How to Scrape an HTML Table into Excel in OctoparseTuesday, July 05, 2016 3:11 AM
Often we need to scrape structured tables from web pages, collect data from these tables and export the data extracted to an Excel Spreadsheet. In this tutorial, you will learn how to scrape an HTML table and grab the data from this table in Octoparse.
In this tutorial, we will use http://www.adtoi.in/md/delhi.html as an example. The GIF shows the HTML table in this website. Follow the instructions below to extract the data from the table into Excel Spreadsheet.
This video - Get Started with Octoparse in 2 Minutes will guide you through the extraction process.
Enter the URL of the website - http://www.adtoi.in/md/delhi.html into the address bar, and open it. Don't forget to save the URL.
There are two columns in the table with the header information in the first row. The first column is the list of contact persons and the second column contains basic company information. Here we will extract the table from the second row.
Click the cell in the second column of the second row. In the pop-up window, click the <TR> tag which defines a row in an HTML table. Then create a list of item.
Select “Create a list of items”. ➜ “Add current item to the list”. ➜ “Continue to edit the list”.
Click the cell in the second column of the third row. ➜ Click the <TR> tag to select the whole row.
Select “Add current item to the list”. ➜ “Finish Creating List”. ➜ Click “Loop" to process the list.
Extract the data.
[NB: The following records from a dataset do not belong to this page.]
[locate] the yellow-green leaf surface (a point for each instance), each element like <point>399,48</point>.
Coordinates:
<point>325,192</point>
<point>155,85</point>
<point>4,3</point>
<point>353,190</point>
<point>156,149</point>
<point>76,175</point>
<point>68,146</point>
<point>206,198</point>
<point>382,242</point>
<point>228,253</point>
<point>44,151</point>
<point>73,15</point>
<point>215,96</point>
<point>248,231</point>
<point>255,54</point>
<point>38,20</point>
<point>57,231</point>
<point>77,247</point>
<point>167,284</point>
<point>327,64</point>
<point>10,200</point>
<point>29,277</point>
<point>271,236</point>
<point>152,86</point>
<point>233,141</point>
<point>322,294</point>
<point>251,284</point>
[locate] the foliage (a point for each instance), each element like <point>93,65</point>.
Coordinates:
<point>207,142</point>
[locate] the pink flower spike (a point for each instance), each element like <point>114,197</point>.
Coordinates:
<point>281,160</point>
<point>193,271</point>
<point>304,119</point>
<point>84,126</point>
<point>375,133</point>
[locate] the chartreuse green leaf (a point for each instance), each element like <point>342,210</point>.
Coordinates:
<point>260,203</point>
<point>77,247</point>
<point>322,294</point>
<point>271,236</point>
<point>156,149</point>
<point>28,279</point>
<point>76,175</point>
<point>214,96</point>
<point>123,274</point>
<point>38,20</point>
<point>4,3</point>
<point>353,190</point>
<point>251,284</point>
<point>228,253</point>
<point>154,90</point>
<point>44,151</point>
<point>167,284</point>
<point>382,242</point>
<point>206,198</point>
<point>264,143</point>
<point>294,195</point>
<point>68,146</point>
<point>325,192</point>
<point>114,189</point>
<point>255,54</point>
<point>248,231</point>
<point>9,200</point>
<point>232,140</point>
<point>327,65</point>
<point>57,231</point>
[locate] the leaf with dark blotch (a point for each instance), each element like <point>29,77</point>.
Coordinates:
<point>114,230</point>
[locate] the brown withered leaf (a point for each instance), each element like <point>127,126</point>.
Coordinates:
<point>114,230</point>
Here we will extract the contact person, and the basic company information of the second row.
Click the cell in the first column of the second row. In the pop-up window, select "Extract Text".
Click the cell in the second column of the second row. In the pop-up window, select "Extract Inner HTML, including the page source code, text with format and image".
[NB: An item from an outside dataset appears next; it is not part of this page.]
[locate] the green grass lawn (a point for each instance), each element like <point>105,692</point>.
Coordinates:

Here you can see all the data you has extracted. Click "Save", and then click "Next" to complete your task.
In this step, you can choose to not to load image to speed up the extraction. Then click "Next" and choose "Local Extraction" to run the task on your own computer.
All the data extracted can be seen in the Data Extraction window. After all the data has been extracted, click the “Export Data” button at the bottom of the window and export data into Excel.
Open the Excel file. The company information - the company name, address, telephone No., etc. appear in the same column, so we need to split that information to show in several separate columns.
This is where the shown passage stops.